Sibylle Hamann

Say Samarkand. Or say St. Pölten.

Let's not talk about art. Let's talk about calendars and maps. These are the two axes that keep us in the world. The framework of references that we cling to when we awake in the night, drenched with sweat because we have forgotten who we are.

Some calendars even have a little satin ribbon, to keep your place. We can put it between Tuesday and Wednesday to mark the fine, mathematically ambiguous line that divides the past from the future.

The map, on the other hand, anchors us on the planet. It makes us ­locatable. It makes us into mountain dwellers, desert people or seasiders. If we're lucky, it even gives us citizenship. Sometimes we use color coded pins to show where we belong.

When murder mysteries remain unsolved, the investigators sometimes mark the crime scenes with the same sort of pins, connecting them with threads. At least that's the way it is on TV. In doing so, the police detectives on these shows make an important promise: all you have to do is clearly establish relationships in space and time, precisely define coordinates on the spatial axis and the temporal axis. Then you can solve every case. Then you know what really happened. Deliverance is found.

Today the job of the little colored pins is taken care of by GPS and by the location services of our smartphones, which produce continuous diagrams of our movement through space and time without our even asking. To find out who we are, all we have to do is ask Siri. And yet in a world where our everyday lives are so thoroughly localized and protocolled, we don't need more and more information. We need a little fresh air on the space and time axes. We need someone who puffs a little uncertainty into our lives, dissolution, yearning.

That is exactly what Olaf Osten's pictures do.

His calenders and maps divulge to me that the way things are is not the only possible aggregate state. At another time the same place was a different one, and who knows how it will look tomorrow or in 350 years. Likewise, right now on this page of my appointment calendar, I could be in a completely different place. Let's say Nagorno-Karabakh, or say Zanzibar, say Salt Lake City, say Samarkand or say St. Pölten – there I would also be I. And yet at the same time I would be a little different.

Yes, that is the way it is with our supposed surety, with our appointments and our little colored pins: all it takes is a little doubt – and they are gone. Take the lines on political maps, the borders. Travelers are magically attracted by the word border. Behind every border a secret may lie waiting. That gnaws at you. You want to catch a glimpse of the other side, to have a little look. The line on the map can have various meanings. Is it an impenetrable barrier with barbed wire and guards with orders to shoot? Is there a multilane freeway from one side to the other? Or must one, stranded in the steppes among chirping cicadas, wait for days to get a passport stamp before one can cross? Does the border keep enemies, who would be at each another's throats in an instant, at a distance? Or is it a brutal, dividing slash through families, neighborhoods and common history?

No, it is no longer clear at all. Where the Russians end and the Ukrainians begin. The Afghans and the Pakistanis. The Germans and the Austrians. Who devised the pastel colors used so meticulously on political maps to color in the different countries? Who assigned them – pistachio green for one, pastel violet for the other – with such provocative, hypocritical certainty? While on the radio we hear of ethnic cleansing, civil war, annexation.

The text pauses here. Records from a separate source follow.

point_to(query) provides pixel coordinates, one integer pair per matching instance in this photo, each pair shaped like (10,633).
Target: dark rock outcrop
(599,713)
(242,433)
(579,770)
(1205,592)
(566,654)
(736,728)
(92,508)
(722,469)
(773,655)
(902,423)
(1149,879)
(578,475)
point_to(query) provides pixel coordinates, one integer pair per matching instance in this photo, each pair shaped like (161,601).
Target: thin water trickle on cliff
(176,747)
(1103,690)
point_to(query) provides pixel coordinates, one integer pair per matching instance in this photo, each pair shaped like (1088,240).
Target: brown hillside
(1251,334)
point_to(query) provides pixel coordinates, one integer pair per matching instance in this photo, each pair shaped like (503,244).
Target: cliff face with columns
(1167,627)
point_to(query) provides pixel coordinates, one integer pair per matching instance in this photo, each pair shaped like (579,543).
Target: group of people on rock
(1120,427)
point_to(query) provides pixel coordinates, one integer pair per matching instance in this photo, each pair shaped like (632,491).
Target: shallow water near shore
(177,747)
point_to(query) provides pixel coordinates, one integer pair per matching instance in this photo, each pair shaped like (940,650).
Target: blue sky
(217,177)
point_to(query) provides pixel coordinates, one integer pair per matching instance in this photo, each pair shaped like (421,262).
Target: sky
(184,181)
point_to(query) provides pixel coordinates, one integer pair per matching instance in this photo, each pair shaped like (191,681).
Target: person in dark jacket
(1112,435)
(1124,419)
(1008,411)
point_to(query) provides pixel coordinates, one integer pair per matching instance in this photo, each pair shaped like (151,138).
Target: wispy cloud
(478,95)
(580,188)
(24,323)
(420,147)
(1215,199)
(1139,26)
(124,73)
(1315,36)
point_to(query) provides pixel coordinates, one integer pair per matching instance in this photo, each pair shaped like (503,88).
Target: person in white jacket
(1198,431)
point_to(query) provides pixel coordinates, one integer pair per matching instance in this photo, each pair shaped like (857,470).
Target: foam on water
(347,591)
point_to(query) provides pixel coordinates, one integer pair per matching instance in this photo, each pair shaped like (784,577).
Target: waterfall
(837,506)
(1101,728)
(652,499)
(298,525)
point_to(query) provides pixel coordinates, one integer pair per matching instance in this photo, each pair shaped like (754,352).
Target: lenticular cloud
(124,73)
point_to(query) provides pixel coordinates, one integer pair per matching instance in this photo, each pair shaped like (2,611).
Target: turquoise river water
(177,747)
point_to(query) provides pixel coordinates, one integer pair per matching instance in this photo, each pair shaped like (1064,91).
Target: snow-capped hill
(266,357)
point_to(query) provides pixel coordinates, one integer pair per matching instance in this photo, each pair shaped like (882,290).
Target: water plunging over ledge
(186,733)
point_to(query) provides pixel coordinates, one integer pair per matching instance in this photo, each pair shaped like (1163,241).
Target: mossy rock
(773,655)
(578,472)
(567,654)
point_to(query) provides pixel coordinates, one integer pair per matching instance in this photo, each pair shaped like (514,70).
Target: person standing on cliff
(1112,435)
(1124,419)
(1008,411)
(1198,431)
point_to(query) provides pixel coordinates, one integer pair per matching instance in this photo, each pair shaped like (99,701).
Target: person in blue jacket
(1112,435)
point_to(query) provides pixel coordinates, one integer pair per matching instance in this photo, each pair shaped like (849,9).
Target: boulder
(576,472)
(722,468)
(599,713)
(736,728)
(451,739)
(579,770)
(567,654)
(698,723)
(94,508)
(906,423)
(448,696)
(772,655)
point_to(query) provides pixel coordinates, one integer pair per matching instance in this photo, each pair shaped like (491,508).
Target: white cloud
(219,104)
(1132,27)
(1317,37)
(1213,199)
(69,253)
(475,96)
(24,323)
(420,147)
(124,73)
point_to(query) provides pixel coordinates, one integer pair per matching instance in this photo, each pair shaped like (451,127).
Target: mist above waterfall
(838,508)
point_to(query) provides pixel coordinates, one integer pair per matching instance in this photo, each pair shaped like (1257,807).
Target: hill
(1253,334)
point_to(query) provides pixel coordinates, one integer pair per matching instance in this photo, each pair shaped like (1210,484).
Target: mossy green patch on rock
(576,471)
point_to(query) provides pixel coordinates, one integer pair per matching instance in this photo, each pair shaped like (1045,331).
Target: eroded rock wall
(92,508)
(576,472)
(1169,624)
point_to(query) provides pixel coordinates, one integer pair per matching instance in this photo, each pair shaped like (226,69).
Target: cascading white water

Overpainting, like Olaf Osten's, is the only passable response. He restores to the things the ambiguity that is rightly there's, hot-wiring the present with the past. He is almost maniacal in doodling them full, the surfaces that are designed to box in our certainties, and in doing so he augments them with a thousand other certainties. He charges the nineteenth of April with the twentieth of November, and the twentieth of November with the twenty-first of January next year. He fills the North China Sea with the waters of the Baltic, or with the blues of his painting box.

What is close to you, and what is far away? Is that which is farther away more alien than that which is close? And is that which seems the most impossible really farthest away?

Suddenly we are no longer where we should be. We have appointments, but unfortunately we have painted over them, and we come too late. We have lost our way, become distracted while folding up our map. We have been carried off by what is happening along the Donaukanal, and thus we can no longer find our way to the place where we are awaited.

But these pictures say: That's quite alright.